Matériels et Méthodes
Un questionnaire anonyme a été diffusé en ligne aux membres de la Société Nationale Française de Colo-Proctologie (SNFCP) entre février et avril 2025. Le questionnaire portait sur le profil des praticiens, leur expérience, leur utilisation passée des CSM, la perception de leur retrait, les stratégies thérapeutiques alternatives et les futures pistes envisagées.
Résultats
Cinquante praticiens ont répondu (21%). Le panel était composé majoritairement de gastroentérologues proctologues (48%) et de chirurgiens digestifs (38%), expérimentés (56% avec >10 ans d’expérience). L’activité était répartie entre les secteurs universitaire (46%) et libéral (42%).
Avant le retrait, 42% des répondants utilisaient les CSM (24% régulièrement, 18% occasionnellement). Parmi les non-utilisateurs, les freins principaux étaient le coût jugé trop élevé (cité par 100% d’entre eux) et un manque de croyance en l’efficacité (61%).
Le retrait a été perçu comme une « perte significative dans l’arsenal thérapeutique » par 46% des praticiens. Près de la moitié (48%) estimaient que cet événement a entraîné une régression dans les options de traitement. En conséquence, 38% ont déclaré avoir adopté d’autres techniques.
Les alternatives privilégiées étaient des approches classiques comme le retrait simple du séton (66%) et le lambeau d’avancement rectal (50%). Les techniques mini-invasives comme le laser (22%) et la radiofréquence (16%) étaient également citées.

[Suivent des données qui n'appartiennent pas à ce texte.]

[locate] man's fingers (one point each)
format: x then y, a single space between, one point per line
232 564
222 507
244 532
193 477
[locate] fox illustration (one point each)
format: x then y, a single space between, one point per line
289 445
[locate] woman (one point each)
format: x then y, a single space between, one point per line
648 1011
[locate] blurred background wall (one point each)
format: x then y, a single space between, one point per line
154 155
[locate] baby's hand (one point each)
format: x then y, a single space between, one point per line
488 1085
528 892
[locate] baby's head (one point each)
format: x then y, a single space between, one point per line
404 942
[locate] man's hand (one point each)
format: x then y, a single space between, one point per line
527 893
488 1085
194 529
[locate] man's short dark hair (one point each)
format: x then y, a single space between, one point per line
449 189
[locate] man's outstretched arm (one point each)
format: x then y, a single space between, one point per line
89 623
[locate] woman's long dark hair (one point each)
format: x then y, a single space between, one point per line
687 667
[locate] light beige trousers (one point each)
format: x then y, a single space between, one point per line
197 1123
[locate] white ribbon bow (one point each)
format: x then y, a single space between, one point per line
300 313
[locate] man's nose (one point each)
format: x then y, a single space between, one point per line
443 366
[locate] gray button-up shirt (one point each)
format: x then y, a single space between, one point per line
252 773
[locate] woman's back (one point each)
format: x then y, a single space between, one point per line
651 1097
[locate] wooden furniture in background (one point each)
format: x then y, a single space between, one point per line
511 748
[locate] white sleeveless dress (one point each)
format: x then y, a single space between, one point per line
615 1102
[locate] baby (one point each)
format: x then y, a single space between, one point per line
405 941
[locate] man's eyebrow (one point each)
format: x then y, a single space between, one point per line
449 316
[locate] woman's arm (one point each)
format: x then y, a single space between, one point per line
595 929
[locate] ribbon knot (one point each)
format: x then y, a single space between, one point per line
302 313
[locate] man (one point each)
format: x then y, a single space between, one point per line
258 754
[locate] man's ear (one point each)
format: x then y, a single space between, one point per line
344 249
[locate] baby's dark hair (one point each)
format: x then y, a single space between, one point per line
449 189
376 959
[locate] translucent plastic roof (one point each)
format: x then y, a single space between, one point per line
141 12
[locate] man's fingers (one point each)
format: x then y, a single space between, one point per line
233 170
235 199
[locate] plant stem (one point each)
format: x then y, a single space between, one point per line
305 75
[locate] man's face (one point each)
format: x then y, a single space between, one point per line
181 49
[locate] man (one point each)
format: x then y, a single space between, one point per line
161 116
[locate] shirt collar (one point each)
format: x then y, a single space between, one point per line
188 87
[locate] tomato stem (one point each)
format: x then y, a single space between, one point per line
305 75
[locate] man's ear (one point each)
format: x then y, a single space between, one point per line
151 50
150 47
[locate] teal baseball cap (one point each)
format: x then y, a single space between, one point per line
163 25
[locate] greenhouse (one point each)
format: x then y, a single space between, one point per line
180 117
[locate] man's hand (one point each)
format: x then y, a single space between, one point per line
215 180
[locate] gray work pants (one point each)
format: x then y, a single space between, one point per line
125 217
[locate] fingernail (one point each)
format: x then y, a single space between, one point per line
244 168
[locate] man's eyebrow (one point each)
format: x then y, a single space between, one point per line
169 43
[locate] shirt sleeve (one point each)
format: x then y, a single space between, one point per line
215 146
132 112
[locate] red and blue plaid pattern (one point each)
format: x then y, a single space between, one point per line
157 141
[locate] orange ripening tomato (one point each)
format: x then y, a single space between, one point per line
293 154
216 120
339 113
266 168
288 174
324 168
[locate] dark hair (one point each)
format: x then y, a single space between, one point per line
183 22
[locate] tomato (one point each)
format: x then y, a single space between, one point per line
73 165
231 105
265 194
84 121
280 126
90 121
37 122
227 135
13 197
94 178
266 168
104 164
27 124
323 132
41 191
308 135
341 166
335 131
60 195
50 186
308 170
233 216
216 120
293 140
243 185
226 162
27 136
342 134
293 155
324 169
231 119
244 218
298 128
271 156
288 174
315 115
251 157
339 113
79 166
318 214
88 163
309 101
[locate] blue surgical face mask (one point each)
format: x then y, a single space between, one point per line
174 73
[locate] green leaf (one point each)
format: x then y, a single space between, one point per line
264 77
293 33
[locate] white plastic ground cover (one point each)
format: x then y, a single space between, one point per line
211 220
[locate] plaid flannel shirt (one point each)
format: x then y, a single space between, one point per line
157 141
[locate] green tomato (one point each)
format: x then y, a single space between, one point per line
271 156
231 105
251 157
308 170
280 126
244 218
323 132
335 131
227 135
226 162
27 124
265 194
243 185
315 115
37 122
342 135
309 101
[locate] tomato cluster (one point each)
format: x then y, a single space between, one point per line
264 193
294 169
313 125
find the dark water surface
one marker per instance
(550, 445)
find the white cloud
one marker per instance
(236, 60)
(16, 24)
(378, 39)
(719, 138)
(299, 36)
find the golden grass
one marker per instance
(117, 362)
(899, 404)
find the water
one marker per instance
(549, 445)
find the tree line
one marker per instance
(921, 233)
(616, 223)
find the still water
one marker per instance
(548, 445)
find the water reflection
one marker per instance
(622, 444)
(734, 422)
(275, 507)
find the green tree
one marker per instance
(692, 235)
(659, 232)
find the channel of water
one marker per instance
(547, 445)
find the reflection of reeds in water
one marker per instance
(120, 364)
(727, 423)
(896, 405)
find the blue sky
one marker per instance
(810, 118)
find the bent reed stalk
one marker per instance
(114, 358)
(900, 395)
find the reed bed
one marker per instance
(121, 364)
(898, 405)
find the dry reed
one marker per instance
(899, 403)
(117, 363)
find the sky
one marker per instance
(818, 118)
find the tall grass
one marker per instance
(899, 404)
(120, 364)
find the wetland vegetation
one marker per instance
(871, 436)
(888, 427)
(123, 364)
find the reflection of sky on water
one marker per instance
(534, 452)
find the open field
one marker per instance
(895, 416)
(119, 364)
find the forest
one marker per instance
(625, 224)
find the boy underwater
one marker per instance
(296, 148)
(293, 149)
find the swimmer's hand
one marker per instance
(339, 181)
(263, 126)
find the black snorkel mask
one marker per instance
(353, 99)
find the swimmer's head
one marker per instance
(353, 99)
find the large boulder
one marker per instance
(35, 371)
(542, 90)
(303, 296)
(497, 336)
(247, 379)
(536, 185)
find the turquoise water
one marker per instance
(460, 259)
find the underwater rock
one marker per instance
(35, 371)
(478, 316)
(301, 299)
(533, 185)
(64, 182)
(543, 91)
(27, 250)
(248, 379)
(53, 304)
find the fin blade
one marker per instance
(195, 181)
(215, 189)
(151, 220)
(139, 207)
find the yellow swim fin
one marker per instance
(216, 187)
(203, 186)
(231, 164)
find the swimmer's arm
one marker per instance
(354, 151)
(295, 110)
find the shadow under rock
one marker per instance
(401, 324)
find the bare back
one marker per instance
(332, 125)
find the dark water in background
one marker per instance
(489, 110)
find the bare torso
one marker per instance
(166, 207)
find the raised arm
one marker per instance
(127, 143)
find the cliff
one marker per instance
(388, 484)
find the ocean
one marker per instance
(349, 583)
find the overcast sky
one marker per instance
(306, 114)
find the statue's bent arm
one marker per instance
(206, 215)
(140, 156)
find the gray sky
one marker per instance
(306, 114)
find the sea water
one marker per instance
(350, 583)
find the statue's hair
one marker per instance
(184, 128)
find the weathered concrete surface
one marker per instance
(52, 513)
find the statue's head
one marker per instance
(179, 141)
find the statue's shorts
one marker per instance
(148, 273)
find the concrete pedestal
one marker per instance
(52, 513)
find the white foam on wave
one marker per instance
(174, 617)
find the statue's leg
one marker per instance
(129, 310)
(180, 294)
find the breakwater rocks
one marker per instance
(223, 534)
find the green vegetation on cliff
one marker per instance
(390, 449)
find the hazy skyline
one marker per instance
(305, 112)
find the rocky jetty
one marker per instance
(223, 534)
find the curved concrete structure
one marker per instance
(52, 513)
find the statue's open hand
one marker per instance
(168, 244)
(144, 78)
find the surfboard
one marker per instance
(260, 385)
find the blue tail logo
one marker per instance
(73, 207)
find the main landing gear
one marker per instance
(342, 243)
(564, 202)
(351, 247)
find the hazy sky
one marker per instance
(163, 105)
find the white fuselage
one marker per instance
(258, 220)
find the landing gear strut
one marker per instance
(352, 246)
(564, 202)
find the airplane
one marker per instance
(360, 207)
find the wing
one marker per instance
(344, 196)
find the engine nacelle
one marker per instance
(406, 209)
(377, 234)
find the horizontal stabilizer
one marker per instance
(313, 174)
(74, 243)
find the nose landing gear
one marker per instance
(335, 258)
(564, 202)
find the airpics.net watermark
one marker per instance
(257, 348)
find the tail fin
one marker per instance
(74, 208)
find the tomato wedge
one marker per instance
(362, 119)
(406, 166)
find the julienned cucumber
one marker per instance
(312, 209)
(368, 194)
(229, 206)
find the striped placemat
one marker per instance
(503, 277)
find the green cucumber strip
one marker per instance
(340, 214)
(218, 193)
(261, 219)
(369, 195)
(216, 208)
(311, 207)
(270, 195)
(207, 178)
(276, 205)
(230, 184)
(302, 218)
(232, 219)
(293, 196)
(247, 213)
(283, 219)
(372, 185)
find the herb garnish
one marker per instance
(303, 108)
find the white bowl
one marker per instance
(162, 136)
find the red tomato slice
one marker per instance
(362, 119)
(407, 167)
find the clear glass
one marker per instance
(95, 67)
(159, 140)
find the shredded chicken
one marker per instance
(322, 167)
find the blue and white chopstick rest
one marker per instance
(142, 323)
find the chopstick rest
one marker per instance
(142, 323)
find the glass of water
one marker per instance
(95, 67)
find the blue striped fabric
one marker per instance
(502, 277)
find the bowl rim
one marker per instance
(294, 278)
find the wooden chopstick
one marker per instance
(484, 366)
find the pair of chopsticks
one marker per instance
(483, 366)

Concernant l’avenir, une forte attente se portait sur les nouvelles thérapies régénératives (60%), les nouvelles combinaisons de traitements médicaux (50%) et l’amélioration des techniques chirurgicales actuelles (46%).
Conclusion
Le retrait des CSM du marché a laissé un vide thérapeutique selon une part importante des praticiens. La plupart ont considéré cet événement comme une régression dans la prise en charge des FAC de la maladie de Crohn. Si les approches chirurgicales classiques restent la base de la prise en charge, une forte attente se porte sur l’émergence de nouvelles thérapies, notamment régénératives.
Remerciements
La SNFCP remercie les sociétaires qui ont pris le temps de répondre à cette enquête de pratique.